All of this works fine. The problem arises when I don't 'close' the Activity via this.finish(), e.g. the home- or back-button is pressed. When I now click on an OTHER button on the AppWidget the previously opened Activity is restored instead of restarted. The onCreate() is not called. Instead, it jumps right into onStart(). I know that this is intended by the Activity lifecycle since the task is still alive.
Unfortunately, I really need to be able to retrieve the parameters specified in the intent to set the desired information.

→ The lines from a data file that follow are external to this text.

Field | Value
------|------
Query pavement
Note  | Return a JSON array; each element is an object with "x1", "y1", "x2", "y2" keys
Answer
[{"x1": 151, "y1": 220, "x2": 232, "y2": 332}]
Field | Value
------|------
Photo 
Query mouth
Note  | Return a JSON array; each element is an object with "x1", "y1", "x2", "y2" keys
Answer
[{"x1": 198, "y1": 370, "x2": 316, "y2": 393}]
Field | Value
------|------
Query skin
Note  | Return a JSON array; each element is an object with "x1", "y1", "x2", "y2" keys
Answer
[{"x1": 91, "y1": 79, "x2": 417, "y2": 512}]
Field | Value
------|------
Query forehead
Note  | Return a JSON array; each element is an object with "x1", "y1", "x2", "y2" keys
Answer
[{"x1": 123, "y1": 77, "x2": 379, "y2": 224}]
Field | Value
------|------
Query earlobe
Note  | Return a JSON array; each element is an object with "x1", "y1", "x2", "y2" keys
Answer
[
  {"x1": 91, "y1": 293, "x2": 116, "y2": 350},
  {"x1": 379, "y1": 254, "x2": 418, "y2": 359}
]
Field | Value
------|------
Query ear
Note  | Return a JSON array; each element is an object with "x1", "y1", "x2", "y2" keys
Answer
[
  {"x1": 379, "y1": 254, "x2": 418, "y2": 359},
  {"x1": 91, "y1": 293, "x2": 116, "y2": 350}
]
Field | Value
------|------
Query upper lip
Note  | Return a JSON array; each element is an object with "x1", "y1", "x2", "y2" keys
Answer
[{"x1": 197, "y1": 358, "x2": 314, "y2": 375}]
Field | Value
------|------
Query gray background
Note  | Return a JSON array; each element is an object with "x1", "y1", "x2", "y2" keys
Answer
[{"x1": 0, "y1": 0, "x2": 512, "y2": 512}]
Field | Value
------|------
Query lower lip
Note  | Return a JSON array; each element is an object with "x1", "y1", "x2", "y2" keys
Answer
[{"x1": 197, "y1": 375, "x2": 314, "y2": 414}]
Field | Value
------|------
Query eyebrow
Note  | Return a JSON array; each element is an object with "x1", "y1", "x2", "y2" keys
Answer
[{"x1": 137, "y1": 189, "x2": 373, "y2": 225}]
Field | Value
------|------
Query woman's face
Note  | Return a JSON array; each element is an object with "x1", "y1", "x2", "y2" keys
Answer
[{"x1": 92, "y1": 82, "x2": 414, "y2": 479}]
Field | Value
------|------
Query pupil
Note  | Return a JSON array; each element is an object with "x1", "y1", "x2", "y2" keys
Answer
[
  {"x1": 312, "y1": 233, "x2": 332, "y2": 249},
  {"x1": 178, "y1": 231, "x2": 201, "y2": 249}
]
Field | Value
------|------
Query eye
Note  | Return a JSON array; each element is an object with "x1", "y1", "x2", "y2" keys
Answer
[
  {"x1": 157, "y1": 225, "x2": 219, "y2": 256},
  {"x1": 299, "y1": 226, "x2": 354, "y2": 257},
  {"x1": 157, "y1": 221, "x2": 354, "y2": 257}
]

Moreover, I would like to be able to restore the state of ANY of 3 different tasks. Can anyone help me out on this?

By the way: I'm avoiding to pass the onCreate() by making use of android:configChanges="keyboardHidden|orientation" and onConfigurationChanged(). The declaration of the Activity in the Manifest.xml looks like this:

<activity android:name=".notes.CreateNoteActivity"  
    android:configChanges="keyboardHidden|orientation"  
    android:label="@string/create_note"  
    android:launchMode="singleTask"  
    android:theme="@android:style/Theme.NoTitleBar" >  
    <intent-filter>  
        <category android:name="android.intent.category.CATEGORY_HOME" />  
    </intent-filter>  
</activity>

Thanks in advance,
Steff

+1  A: 

How about specifically killing the Activity (by calling this.finish()) on your onStop() or onPause() methods? This may create extra overhead as the users click on the different buttons of your widget but is the only way you can force onCreate() to be called each click.

Ricardo Villamil
I've been thinking about that. What do recommend on how to persist the data for each different kind of 'entry' (i.e. the AppWidget Buttons)? Creating a dedicated SQLite-Table?
steff
Persisting to SQLite would probably be worse than recreating your activity since at that point you're doing I/O. Think about use cases, if your users would not be doing a lot of back and forth to click the different buttons then recreating the class sounds OK. Also, if you keep your activity class tiny (not a lot of views or objects), recreating it will not be that bad either. On the other hand, I'd Look at Preferences files too, a lot less overhead than SQLite and perfect to persist simple data: http://developer.android.com/guide/topics/data/data-storage.html#pref
Ricardo Villamil
Since I'll only store very few items in the db I decide to go with it. Performance is not (truly) criticial in my app so this works out fine for me. Thanks for your help
steff
Now here's one more thing. Almost everything is working as desired. The only problem remains if one presses the home-button. I don't stand a chance to intercept its behaviour. So how can I call this.finish() if the home button is pressed?
steff
When that happens I believe android will cal onPause() or onStop() on your activity, so just override those and call finish() inside them.